I have the following HTML strcuture and want to extract data from it using the awk
.
<body>
<div>...</div>
<div>...</div>
<div class="body-content">
<div>...</div>
<div class="product-list" class="container">
<div class="w3-row" id="product-list-row">
<div class="w3-col m2 s4">
<div class="product-cell">
<div class="product-title">Product A</div>
<div class="product-price">100,56</div>
</div>
</div>
<div class="w3-col m2 s4">
<div class="product-cell">
<div class="product-title">Product B</div>
<div class="product-price">200,56</div>
</div>
</div>
<div class="w3-col m2 s4">
<div class="product-cell">
<div class="product-title">Product C</div>
<div class="product-price">300,56</div>
</div>
</div>
<div class="w3-col m2 s4">
<div class="product-cell">
<div class="product-title">Product D</div>
<div class="product-price">400,56</div>
</div>
</div>
</div>
</div>
</div>
</body>
The result I want to have is as follows.
100,56
200,56
300,56
400,56
I was experimenting with the following awk
script (I know it makes no sense to select product-price
twice, I was about to modify this script)

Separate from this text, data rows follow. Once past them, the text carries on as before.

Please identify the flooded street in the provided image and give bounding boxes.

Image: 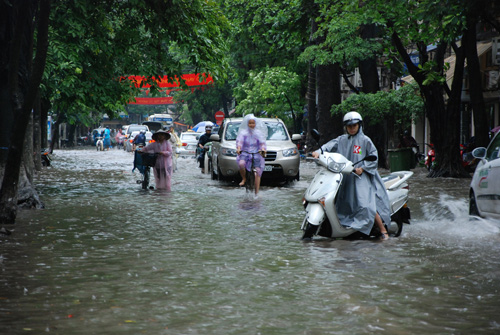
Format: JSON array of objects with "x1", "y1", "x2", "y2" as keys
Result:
[{"x1": 2, "y1": 147, "x2": 500, "y2": 334}]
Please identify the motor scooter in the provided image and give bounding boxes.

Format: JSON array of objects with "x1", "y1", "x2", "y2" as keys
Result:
[
  {"x1": 96, "y1": 136, "x2": 104, "y2": 151},
  {"x1": 301, "y1": 131, "x2": 413, "y2": 240}
]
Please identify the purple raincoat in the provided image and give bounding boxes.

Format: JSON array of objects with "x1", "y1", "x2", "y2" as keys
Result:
[{"x1": 236, "y1": 128, "x2": 267, "y2": 176}]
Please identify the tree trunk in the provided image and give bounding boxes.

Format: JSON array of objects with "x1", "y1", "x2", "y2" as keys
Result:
[
  {"x1": 391, "y1": 31, "x2": 467, "y2": 178},
  {"x1": 316, "y1": 63, "x2": 342, "y2": 146},
  {"x1": 463, "y1": 13, "x2": 490, "y2": 148},
  {"x1": 306, "y1": 60, "x2": 317, "y2": 152},
  {"x1": 0, "y1": 0, "x2": 51, "y2": 224},
  {"x1": 358, "y1": 24, "x2": 387, "y2": 168},
  {"x1": 33, "y1": 90, "x2": 42, "y2": 171}
]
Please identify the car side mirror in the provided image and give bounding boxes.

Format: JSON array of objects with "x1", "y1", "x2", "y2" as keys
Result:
[
  {"x1": 472, "y1": 147, "x2": 486, "y2": 159},
  {"x1": 291, "y1": 134, "x2": 302, "y2": 142},
  {"x1": 210, "y1": 134, "x2": 220, "y2": 142}
]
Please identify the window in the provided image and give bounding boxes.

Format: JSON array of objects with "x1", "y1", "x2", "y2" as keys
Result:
[{"x1": 486, "y1": 134, "x2": 500, "y2": 161}]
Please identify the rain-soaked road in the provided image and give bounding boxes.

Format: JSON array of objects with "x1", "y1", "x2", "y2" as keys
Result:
[{"x1": 1, "y1": 147, "x2": 500, "y2": 334}]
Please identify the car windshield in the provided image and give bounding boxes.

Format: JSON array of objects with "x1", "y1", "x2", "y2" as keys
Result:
[
  {"x1": 181, "y1": 133, "x2": 199, "y2": 141},
  {"x1": 224, "y1": 122, "x2": 289, "y2": 141},
  {"x1": 486, "y1": 133, "x2": 500, "y2": 161}
]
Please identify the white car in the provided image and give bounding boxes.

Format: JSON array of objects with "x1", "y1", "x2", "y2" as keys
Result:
[
  {"x1": 179, "y1": 132, "x2": 200, "y2": 157},
  {"x1": 469, "y1": 130, "x2": 500, "y2": 219}
]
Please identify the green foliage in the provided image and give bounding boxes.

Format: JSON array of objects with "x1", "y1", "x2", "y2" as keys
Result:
[
  {"x1": 42, "y1": 0, "x2": 230, "y2": 126},
  {"x1": 234, "y1": 67, "x2": 305, "y2": 127},
  {"x1": 221, "y1": 0, "x2": 309, "y2": 76},
  {"x1": 172, "y1": 84, "x2": 228, "y2": 125},
  {"x1": 331, "y1": 83, "x2": 424, "y2": 129}
]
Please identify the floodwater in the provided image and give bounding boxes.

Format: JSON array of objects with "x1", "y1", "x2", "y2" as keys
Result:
[{"x1": 1, "y1": 148, "x2": 500, "y2": 334}]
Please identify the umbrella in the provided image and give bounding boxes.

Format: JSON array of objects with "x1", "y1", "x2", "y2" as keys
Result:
[{"x1": 192, "y1": 121, "x2": 214, "y2": 133}]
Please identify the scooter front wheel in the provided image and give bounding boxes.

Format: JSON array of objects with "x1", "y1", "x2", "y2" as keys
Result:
[{"x1": 302, "y1": 222, "x2": 318, "y2": 240}]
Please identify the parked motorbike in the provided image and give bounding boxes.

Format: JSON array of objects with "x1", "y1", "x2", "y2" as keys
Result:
[
  {"x1": 41, "y1": 149, "x2": 51, "y2": 166},
  {"x1": 301, "y1": 130, "x2": 413, "y2": 240},
  {"x1": 424, "y1": 143, "x2": 435, "y2": 171}
]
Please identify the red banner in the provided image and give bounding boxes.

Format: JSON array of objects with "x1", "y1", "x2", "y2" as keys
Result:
[
  {"x1": 128, "y1": 73, "x2": 213, "y2": 88},
  {"x1": 127, "y1": 73, "x2": 212, "y2": 105}
]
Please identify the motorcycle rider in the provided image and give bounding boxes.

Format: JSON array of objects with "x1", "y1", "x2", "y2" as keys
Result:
[
  {"x1": 133, "y1": 129, "x2": 147, "y2": 150},
  {"x1": 197, "y1": 125, "x2": 213, "y2": 173},
  {"x1": 311, "y1": 112, "x2": 391, "y2": 240}
]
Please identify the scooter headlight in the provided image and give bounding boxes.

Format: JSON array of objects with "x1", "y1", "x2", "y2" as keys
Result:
[{"x1": 327, "y1": 157, "x2": 345, "y2": 173}]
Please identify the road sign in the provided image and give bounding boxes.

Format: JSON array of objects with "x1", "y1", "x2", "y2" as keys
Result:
[{"x1": 215, "y1": 111, "x2": 225, "y2": 125}]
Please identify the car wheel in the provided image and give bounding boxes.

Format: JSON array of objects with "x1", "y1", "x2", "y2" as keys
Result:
[
  {"x1": 469, "y1": 189, "x2": 480, "y2": 217},
  {"x1": 211, "y1": 164, "x2": 217, "y2": 180},
  {"x1": 217, "y1": 165, "x2": 225, "y2": 181}
]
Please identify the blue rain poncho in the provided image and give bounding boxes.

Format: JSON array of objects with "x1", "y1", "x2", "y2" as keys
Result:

awk -F '<[^>]+>' 'found { sub(/^[[:space:]]*/,";"); print title $0; found=0 } /<div class="product-price">/ { title=$2 } /<div class="product-price">/ { found=1 }'
but it gives me the result
100,56 </div>
200,56 </div>
300,56 </div>
400,56 </div>
I never used awk
before, so can't just figure out what is wrong here or how to modify the above code. How would you do this?